Wednesday, December 14, 2011

Thinking the unthinkable

The name Terry Smith probably doesn’t mean anything to you, despite the fact that he is one of the biggest fans of David Cameron’s decision to walk away from a new European Union treaty designed to control member states’ budgets.

Smith’s company Tullett Prebon is one of the largest of the small number of inter-dealer money brokers in the world, acting as an intermediary between investment and commercial banks. As the global financial system grew in importance and influence, companies such as his developed into key nerve centres, becoming sensitive to every change in its fortunes, and making a packet at every turn.
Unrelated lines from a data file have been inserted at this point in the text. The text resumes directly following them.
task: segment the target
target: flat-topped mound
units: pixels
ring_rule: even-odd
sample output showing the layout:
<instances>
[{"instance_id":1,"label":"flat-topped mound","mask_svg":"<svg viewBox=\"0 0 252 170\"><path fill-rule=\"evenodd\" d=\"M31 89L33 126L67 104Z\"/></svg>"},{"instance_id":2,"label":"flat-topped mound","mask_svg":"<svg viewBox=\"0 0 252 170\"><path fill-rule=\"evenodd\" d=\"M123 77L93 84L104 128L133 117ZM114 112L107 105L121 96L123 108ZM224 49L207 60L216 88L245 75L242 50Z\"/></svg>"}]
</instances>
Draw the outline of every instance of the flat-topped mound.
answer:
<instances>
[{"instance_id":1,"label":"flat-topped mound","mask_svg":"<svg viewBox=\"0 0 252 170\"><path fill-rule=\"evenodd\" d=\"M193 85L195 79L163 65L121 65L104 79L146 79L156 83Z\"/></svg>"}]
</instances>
The financial services industry makes up about 10% of the UK’s country’s gross domestic product and accounts for 11% of its total tax receipts. Financial services employ more than 1 million people in the UK. The industry wields enormous power throughout the world from its London base, and Tullett Prebon plays a key role.

Smith famously pooh-poohed those who claimed Britain had cut itself adrift from the rest of Europe and was marooned in mid-Atlantic following Cameron’s veto. He compared Britain's isolation from the EU to "someone who refused to join the Titanic before it sailed" as "there is nothing that guarantees that the euro will survive at all".

His analysis is widely echoed. New York University professor Nouriel – Dr Doom – Roubini, agree. "With Italy too big to fail, too big to save, and now at the point of no return, the endgame for the eurozone has begun,” the man who predicted the 2008 crash wrote in a recent assessment.

Back to Mr Smith because he tells it how it really is. He speaks with brutish confidence derived from success, having made a pile of money playing the markets. He says that Cameron shouldn’t try pushing for growth because he can’t have any effect on it.

And he’s right. Capitalism is following its own logic. Capital’s need for investment funds to support growth created the insane deregulated excesses of a globalising financial system which blew up in 2007/8. Subsequent “unconventional” measures of credit creation led to the debt tsunami now engulfing the world.

You can read about it in Tullett Prebon’s recent research paper cheeringly called “Thinking the unthinkable, might there be no way out for Britain? Project Armageddon – the final report”.

The report explains in detail the mammoth size of Britain’s total debts which, it says, are “unsupportable” without “sustained economic growth”, of which there is no prospect because the economy is not “aligned” to achieve it. The Coalition’s spending cuts are ridiculed as somewhat inadequate, while its policies will have no impact on growth.

His views are borne out by today’s UK unemployment figures, showing a rise of 128,000 in the three months to October to 2.64 million, the highest level since 1994. Youth unemployment rose to 1.027 million, the highest since records began in 1992, beating the previous record set only last month.

“Courtesy of massive and unsustainable public borrowing, the British public has been shielded thus far from the pain of recession. This exercise in damage limitation was necessarily-time limited.” Much deeper spending cuts and further sharp falls in living standards is what Tullet Prebon have in mind as the basis for a “return to growth”.

But Britain’s crisis wasn’t the result of “fiscal and economic mismanagement” by Blair and Brown, as the report would have it.. The phenomenal growth of the finance sector – and the UK’s dependence on it – was the essential lever needed to sustain corporate profits for as along as was possible. Every country in the world has become subsumed by debt mountains that were the result.

Neither Smith nor anyone else has any confidence that the weak agreement by 25 or so European countries will result in decisive action to reduce their sovereign debts, which has wrecked the euro.

Jean-Michel Six, Chief economist at credit rating agency Standard and Poor’s, attack dog for the capital markets, said on Monday: "There is probably yet another shock required before everybody in the euro zone reads from the same page, for instance a major German bank experiencing some real difficulties on the markets, which is a genuine possibility in the near term."

With European governments in disarray, include the ConDem coalition, Six could be accused of whistling in the dark. As the Tullett Prebon report indicates, “what comes next is going to be unpleasant”. Stopping capitalism going down that road will revolve around a struggle for power over the economy in which people’s assemblies will have to play a decisive role.